Вова ответил громким хохотом и, чтобы Панюков не вздумал на него обидеться, поторопился пояснить: "Федор Кириллович о пахоте говорит по-другому. Он говорит: "Нельзя держать яйца в одних тисках". - Вова опять расхохотался. - А он-то знает, что говорит: у него четыре фирмы… - Тут Вова поскучнел и, прежде чем замолчать, поправил себя: - Было четыре фирмы…"
Молча и мрачно Вова добрел до рощи. Опытным глазом высматривая под ее березами, среди опавшей сухой листвы, обсыпанной росой после ночных осенних заморозков, подмороженные белые грибы, Вова опять стал говорить - и снова это был не разговор, но громкое и многословное увиливание от разговора: и выкрики, и неприятные слова, иные из которых Панюкову приходилось слышать в телефильмах, залитых под завязку рекламным пивом, руганью и кровью, иные - были им забыты после армии, но Вова вынудил их вспомнить. Но всего больше в Вовином крикливом разговоре было слов, совсем уж Панюкову неизвестных.

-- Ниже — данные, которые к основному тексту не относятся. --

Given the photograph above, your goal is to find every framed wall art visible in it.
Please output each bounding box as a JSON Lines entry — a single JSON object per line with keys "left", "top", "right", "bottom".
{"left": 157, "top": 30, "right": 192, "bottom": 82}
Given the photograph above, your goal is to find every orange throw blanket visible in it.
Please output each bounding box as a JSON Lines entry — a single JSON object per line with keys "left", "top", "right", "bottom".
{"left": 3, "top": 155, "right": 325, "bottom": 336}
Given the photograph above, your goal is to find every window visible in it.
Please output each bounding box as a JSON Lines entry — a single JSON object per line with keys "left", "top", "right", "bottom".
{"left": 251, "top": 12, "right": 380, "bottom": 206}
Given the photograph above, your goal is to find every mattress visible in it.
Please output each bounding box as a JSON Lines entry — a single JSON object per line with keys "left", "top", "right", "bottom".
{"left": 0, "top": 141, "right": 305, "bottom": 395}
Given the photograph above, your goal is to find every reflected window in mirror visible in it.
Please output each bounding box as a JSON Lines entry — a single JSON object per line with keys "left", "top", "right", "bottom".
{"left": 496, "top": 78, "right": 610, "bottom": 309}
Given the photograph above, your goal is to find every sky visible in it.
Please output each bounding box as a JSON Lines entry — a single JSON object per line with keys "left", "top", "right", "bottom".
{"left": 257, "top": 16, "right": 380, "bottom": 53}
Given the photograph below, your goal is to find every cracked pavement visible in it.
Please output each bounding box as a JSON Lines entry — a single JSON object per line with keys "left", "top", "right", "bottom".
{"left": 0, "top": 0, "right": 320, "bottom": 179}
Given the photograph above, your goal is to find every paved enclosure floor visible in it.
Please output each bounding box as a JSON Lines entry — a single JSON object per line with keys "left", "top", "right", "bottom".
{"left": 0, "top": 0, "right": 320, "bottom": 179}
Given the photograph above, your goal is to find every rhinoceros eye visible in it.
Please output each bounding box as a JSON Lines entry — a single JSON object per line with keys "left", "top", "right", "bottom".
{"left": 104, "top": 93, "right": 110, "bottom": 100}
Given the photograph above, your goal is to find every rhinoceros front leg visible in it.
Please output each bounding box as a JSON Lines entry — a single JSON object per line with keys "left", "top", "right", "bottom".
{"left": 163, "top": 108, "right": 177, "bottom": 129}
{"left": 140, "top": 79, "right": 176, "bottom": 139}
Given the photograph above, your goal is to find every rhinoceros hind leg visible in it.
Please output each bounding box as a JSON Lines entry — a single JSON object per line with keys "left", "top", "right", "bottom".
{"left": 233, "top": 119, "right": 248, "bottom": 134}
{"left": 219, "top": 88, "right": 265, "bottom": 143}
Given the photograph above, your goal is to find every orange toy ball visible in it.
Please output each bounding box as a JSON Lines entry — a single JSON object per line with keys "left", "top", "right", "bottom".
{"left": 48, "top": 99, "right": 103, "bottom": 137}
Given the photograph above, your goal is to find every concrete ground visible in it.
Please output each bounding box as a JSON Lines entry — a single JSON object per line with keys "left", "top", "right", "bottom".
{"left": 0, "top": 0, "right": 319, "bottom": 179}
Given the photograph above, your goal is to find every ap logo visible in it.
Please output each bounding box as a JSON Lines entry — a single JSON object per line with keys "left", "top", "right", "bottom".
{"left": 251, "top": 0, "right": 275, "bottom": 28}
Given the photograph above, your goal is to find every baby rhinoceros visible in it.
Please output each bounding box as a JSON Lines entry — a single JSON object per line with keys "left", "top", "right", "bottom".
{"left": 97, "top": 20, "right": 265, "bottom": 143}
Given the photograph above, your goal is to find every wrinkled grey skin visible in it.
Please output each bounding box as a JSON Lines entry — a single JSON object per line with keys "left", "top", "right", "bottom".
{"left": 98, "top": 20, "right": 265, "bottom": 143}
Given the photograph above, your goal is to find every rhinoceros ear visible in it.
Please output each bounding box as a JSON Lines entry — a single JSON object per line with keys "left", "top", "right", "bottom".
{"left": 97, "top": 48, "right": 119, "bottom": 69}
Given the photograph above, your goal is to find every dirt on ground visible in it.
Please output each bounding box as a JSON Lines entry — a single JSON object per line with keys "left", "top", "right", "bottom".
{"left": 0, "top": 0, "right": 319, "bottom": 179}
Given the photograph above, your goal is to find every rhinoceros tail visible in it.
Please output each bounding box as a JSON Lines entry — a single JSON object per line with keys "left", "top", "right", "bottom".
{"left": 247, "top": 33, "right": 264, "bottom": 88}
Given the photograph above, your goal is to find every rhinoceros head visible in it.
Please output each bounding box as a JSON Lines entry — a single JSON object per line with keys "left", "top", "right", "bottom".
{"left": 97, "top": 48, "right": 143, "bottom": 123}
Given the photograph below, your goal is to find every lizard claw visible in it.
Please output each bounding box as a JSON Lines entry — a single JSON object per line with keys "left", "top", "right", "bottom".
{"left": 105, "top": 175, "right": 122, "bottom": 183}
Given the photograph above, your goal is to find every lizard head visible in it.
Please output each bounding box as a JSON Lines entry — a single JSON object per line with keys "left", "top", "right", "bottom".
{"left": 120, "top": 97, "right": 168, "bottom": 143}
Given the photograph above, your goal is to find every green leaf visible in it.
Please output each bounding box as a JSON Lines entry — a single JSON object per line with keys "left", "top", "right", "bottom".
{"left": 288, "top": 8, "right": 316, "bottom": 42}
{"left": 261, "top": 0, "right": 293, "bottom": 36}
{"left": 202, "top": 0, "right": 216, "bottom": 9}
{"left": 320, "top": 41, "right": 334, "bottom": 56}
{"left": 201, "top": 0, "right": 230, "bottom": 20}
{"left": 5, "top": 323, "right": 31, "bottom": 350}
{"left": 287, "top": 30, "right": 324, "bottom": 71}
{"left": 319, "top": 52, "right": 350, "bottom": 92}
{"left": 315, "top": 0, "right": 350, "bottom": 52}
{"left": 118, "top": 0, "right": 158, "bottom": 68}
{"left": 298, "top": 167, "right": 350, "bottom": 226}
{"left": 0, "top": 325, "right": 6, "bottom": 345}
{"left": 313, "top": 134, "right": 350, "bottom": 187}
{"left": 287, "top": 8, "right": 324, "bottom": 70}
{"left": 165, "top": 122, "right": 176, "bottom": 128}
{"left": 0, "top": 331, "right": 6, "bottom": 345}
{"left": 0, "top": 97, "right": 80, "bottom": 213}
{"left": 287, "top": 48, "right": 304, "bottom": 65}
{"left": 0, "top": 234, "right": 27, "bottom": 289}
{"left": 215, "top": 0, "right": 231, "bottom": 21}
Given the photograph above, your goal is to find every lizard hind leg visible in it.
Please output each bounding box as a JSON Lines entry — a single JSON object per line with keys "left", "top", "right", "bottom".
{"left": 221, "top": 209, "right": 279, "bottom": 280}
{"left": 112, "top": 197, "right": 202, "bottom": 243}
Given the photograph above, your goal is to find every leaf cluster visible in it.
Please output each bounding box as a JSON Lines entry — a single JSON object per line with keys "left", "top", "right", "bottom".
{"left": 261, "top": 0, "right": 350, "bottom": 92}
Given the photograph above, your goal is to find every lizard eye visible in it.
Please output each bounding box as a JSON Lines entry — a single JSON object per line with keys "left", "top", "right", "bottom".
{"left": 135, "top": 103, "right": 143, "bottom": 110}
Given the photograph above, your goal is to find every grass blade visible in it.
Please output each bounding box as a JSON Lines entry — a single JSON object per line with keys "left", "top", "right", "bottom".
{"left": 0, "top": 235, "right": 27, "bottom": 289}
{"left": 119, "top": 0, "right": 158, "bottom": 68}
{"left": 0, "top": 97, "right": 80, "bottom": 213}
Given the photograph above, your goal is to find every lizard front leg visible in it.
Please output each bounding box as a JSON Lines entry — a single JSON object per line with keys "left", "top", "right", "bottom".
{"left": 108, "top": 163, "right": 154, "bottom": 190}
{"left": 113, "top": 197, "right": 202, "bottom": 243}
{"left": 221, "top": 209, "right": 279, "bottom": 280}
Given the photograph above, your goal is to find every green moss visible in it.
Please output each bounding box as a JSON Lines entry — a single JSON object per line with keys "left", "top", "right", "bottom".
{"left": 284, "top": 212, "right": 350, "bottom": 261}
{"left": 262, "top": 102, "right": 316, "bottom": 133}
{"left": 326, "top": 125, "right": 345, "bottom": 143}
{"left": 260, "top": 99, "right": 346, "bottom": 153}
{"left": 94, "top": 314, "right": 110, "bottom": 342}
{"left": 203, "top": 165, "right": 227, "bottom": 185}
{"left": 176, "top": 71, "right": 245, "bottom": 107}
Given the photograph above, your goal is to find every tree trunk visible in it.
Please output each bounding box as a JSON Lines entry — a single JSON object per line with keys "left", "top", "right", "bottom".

Так повторялось изо дня в день. Они гуляли, Вова поначалу все рассказывал нормально, мог, например, подробно описать свое московское жилье: "…Я в основном не дома ем, но холодильник у меня всегда полный. Сосиски там всегда, не меньше килограмма, и исключительно говяжьи, всегда свежие; яйцо - только самое дорогое, желток такого цвета, что невозможно описать, даже у наших с тобой кур такого желтка не получалось никогда: как будто солнце вечером, когда уже начинает темнеть… Моя квартира - хоть и не моя, но я ее обставил сам, я ведь чужих пролежанных диванов не терплю, меня от этих пролежней тошнит. Теперь представь: там только зала - двадцать пять квадратов, про спальню и не заикаюсь, и ты прикинь: заходишь в залу - прямо по курсу итальянский шкаф с зеркалом, как бы и черный, но и не совсем, а как черешня переспелая, такой вот как бы черный цвет, а в зеркале - ты, если подойдешь в упор и в нем посмотришь, чего там влево отражается, - там влево отражается чудеснейший диван, австрийский, между прочим, кожаный, и кожа настоящая, и цвет такой, как кофе с молоком, как шкура у швица, короче, бежевый. А на диване дрыхнет или так, сопит, Залуцкая - ну, ты ее не знаешь, и говорить о ней неинтересно; ведь я тебе уже сказал: им верить никому нельзя", - тут Вова замолкал и снова, словно телевизор, переключившись на другой канал, выкрикивал что-то непролазное, глухое и пугающее, будто болото в полночь: про шмар, которым все по барабану, кроме бабла и шопинга: "…а если и отклеют жопу от дивана, то только для солярия и бла-бла-бла по телефону с сынком, этим бамбуком долбаным, или с двустволкой Золотенниковой, а то и с полприкола пирсинг в тыкву вскочит, и ты скажи теперь, какой ей, на хер, пирсинг, этой козе сорокалетней, еще и неизвестно, на каком ей месте пирсинг; я говорю ей: ты меня не напрягай, лучше колись, где ты себя проткнуть решила; молчит, сопит, будто пуштунка на допросе, даже без слов меня заколебала…"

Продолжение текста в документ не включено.